• kan damarlarinin iç yüzeyini asindiran, bu sekilde yagin damarlara geçisini kolaylastiran, kirmizi etten alinan bir aminoasit. günlük 400 mcg folik asit, 100 mcg b12, 10 mg b6 vitamini takviyesinin çogu durumda homosistein düzeylerini normale döndürmede oldukça etkili oldugu söylenmektedir.
  • henuz etkileri tam olarak anlasilmamis olmakla birlikte damar hastaliklarinin olusumunda onemli ve bagimsiz (kolestrolden) bir risk faktoru oldugu dusunuluyor.
  • enfarktüs riskini arttırdığı ve büyük bir risk oluşturduğu doktorlarca ifade edilmektedir. ayrıca kadınlarda düşük yapma sebebidir. yine de bunca riskine rağmen kolesterol, trigiliserid veya hormon testleri kadar sıklıkla istenen bir test değildir.
  • bebeklere teratojenik etki yapabilen aminoasit, nöral tüp defektlerinde rol oynadığı düşünülüyor.
  • kolesterol, trigliserid vs. gibi sıklıkla istenen bir test olmaması yapılmasının kolay olmamasından kaynaklanmaktadır sanırım. 19 aralık'ta ankara'da koskoca bir özel hastane bunun testini kendi yapamayıp, diğer kan tahlillerinden ayrı bir tüp kan alarak bu tüpü buza yatırıp (soğuk zincirin korunması gerekiyormuş) dışarıdaki bir laboratuvara gönderdi, sonucunun çıkması için ise öngörülen tarih 24 aralık. üstelik onca tahlili, görüntülemeyi kapsayan özel sigortam olmasına rağmen poliçe kapsamında yer almayıp 74 lira da ödeme yaptırmıştır şahsıma.
  • kronik böbrek yetmezliği olan hastalarda hiperhomosisteineminin bugüne kadar uygulanan folik asit, folinic asit, b6 vitamini, b12 vitamini, oral n-asetil sistein ve serin tedavilerine kısmen direnç gösterdiği; böbrek fonksiyonlarında bozulma arttıkça bu direncin daha da artış gösterdiği saptanmış araştırmalar sonunda. ayrıca kronik böbrek yetmezliği olan hastalardaki ölümlerin %25-60 kadarından kardiyovasküler hastalıklar sorumluyken, homosisteinin ateroskleroz ve trombotik vasküler hastalıkların gelişimindeki rolünün daha da ayrıntılı araştırılması gerektiği kanaatindeyim.
  • homosistein'in metiyonin'e dönmesi için bir metil grubu almalıdır. bunu da folat'tan (metil tetrahidrofolat) alır. bunu yapan enziminde kofaktörü de b12 vitaminidir .(metilkobalamin)

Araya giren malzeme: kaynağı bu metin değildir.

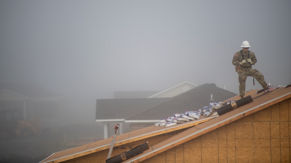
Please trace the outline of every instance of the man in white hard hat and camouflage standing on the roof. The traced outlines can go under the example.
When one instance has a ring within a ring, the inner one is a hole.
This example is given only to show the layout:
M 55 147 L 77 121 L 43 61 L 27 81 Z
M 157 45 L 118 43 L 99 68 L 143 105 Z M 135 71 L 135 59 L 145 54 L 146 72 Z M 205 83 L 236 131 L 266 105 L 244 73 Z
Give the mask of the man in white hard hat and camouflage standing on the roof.
M 257 63 L 254 52 L 248 50 L 251 46 L 248 41 L 241 44 L 242 50 L 236 52 L 232 58 L 232 64 L 236 66 L 236 71 L 239 74 L 239 96 L 244 98 L 246 90 L 246 78 L 248 76 L 254 77 L 264 88 L 267 90 L 267 83 L 265 82 L 264 75 L 258 70 L 253 69 L 252 65 Z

    eğer folat eksikliği olursa homosistinüri tip 3 görülür.

    eğer b12 vitamini eksikliği olursa homosistinüri tip 2 görülür.

    bu homosistein sistatioin sentetazla sistationin'e döner. bu da sistationin liyazla sistein ve sisten'e döner. bu iki enzimin de kofaktörü piridoksin'dir. işte bu sistationin sentetaz enziminin eksikliğimde ise homosistinüri tip 1 görülür. ve yine bu enzimin heterozigot eksikliğinde çocuklukta bulgu vermezler ama 40-50'li yaşlarda kalp krizi geçirirler. çünkü koroner tromboz olur.

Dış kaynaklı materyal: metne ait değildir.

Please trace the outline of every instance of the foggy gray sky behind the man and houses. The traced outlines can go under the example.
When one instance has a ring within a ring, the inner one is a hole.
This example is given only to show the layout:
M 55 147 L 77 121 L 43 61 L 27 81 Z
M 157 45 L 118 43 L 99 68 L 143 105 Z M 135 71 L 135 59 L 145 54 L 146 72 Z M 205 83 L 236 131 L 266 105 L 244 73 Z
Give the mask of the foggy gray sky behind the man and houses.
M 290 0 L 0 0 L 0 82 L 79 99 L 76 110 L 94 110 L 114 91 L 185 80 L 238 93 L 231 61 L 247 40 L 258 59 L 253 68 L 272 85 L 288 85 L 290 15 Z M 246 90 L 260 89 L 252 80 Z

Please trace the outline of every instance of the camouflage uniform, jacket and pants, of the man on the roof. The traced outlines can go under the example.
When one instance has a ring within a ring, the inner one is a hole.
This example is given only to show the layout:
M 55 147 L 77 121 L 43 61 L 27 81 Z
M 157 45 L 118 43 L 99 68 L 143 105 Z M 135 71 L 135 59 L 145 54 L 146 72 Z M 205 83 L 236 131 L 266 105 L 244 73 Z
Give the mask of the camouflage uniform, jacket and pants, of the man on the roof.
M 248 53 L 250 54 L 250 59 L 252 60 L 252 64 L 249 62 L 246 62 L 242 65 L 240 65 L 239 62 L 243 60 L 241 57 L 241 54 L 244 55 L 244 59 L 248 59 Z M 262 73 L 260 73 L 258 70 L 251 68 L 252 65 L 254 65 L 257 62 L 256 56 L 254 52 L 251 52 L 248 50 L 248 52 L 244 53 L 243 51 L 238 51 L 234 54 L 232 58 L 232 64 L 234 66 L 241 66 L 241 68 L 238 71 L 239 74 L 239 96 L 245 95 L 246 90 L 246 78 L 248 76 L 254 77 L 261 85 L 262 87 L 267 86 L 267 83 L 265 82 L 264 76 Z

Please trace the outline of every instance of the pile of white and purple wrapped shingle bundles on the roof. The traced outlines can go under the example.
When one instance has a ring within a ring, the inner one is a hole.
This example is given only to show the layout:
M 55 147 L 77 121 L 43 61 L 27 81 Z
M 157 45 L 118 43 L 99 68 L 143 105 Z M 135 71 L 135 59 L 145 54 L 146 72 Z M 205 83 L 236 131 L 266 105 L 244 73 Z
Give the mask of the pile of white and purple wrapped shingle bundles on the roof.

    homosistinüri tip 1'in ilk bulgusu büyüme-gelişme geriliğidir. ve 4 yaşına doğru lens subluksasyonu görülür.( tıpkı marfan sendromu gibi. ) kısaca buna gerizekalı ve tromboembolik marfan da denebilir.

    tedavisinde ise piridoksin, folat, b12 vitamini ve metil donörü olan betain kullanılır.
  • endotele toksik bir moleküldür.

    kanda aşırı yükselmesi durumunda (bkz: homosisteinemi) özellikle beyin dokularındaki endotel hasarı zeka geriliğine sebep olur. bu açıdan marfan sendromundan ayrılır.

    tromboz arttırıcı etkisi de olduğu için miyokard infarktüsü, stroke, tekrarlayan gebelik kaybı gibi olaylar için önemli bir risk faktörüdür.
  • ilk defa yaptırdığım ve sonucu yüksek çıkan ne işe yaradığını bilmediğim değerdir. bu, demir ve d vitamini de düzgün çıksaydı turp gibiyim diyecektim. burada yazan arkadaşlara göre bu değer yüzünden 40 yaşında kalp krizi geçirip öleceğim.
  • son on yıldaki araştırmalarda, kanda normalden daha yüksek seviyede bulunmasının, alzheimer ve diğer bunama türlerine işaret edebileceği belirtilmiş olan bir aminoasit.